The Seven Steps
Craft a dynamic campaign plan for each project to ensure conceptual alignment, and so that everyone understands how each other person and piece of work furthers the bigger picture. [Campaign Plan Guide]
Who is this for? Why do they need it? What precisely do we want them to do with it? Our audience is not everyone. As Seth Godin writes, trying to change public opinion directly is like dropping a few drops of purple dye into the ocean—the water stays the same color. But dropping purple dye into a swimming pool is different—the water will turn purple. Our core audience is the swimming pool. Who’s in the swimming pool? The decision-makers and media shapers who collectively have enough juice to change policy and political outcomes, and even, collectively, to reshape public opinion: Public officials, community leaders, reporters, and scholars. [Our Audience Philosophy]
In addition to your core audience, it often makes sense to engage cultural influencers (e.g. social media influencers, artists, writers, directors, producers, musicians, athletes, business leaders); professional associations; political organizations, think tanks, advocacy organizations, and political parties. Think: public forums, sharing on listservs, blog posts, social media engagement.

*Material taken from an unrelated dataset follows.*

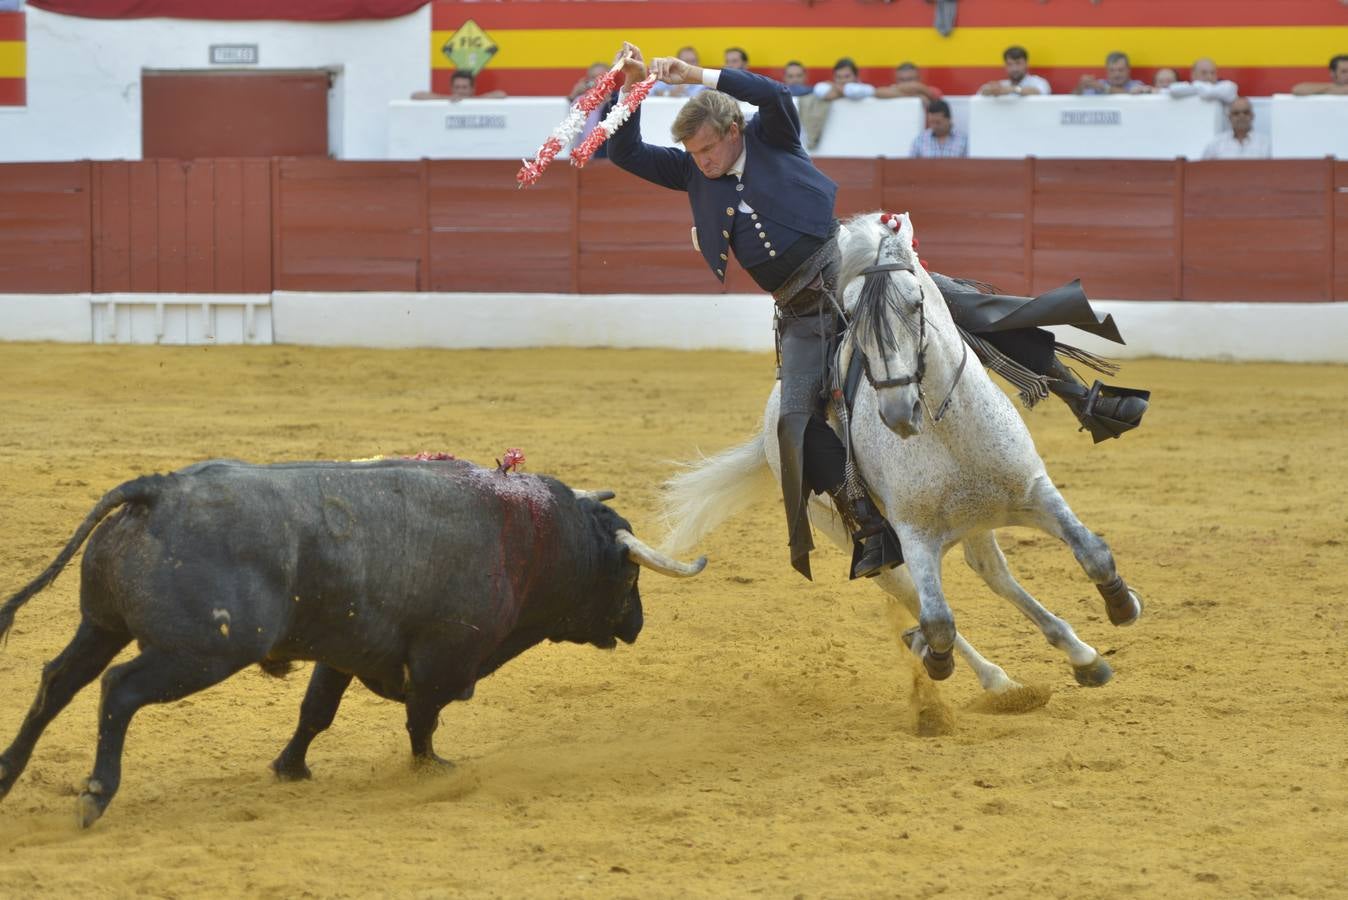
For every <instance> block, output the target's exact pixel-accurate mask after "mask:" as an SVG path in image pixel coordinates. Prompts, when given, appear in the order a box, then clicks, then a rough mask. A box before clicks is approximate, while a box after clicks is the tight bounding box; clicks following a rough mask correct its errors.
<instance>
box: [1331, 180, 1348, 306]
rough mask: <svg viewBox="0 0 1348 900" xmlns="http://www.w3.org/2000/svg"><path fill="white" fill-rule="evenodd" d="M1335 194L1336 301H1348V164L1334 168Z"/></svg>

Don’t spam people. Get useful material into the hands of people who can’t wait to receive and share it because it solidifies their status as an informed insider. This also means curating information from publications to make your work more impactful for specific audience members by, for example, taking long articles or reports and pulling out the quotes or data that’s relevant to them.
First, demonstrate momentum by identifying examples of seemingly isolated stories, ideas, and policy wins and packaging them together. This increases salience and momentum, which drives toward adoption. Then, when concrete steps toward adoption occur, highlight those events while again placing them in a broader context by repackaging content, which further increases salience and momentum. The more salience and momentum for the policy, the more the core narrative is reinforced.
It’s often the passive, repetitive flow of information that increases the salience and importance of ideas, which shapes opinions and behaviors over time. Tell stories repeatedly and through different types of products—for example, original reporting, commentary, explainers, newsletters, podcasts, video, original polling, white papers, and scholarly articles. Take quotes, video clips, data, and takeaways from publications and share them through the channels and on the platforms where our core audience congregates. Package this coverage, and put it in the hands of the people who are best positioned to use it to create change. This work increases salience and support for the issue, shaping the context in which leaders make decisions.
You want decision-makers and media-shapers to feel how everyone, everywhere in their social sphere is talking about these issues. That’s why you should not only produce and disseminate your own content, but also partner with external media, researchers, and practitioners to illustrate that the momentum behind the policy is coming from everywhere, but also, nowhere in particular.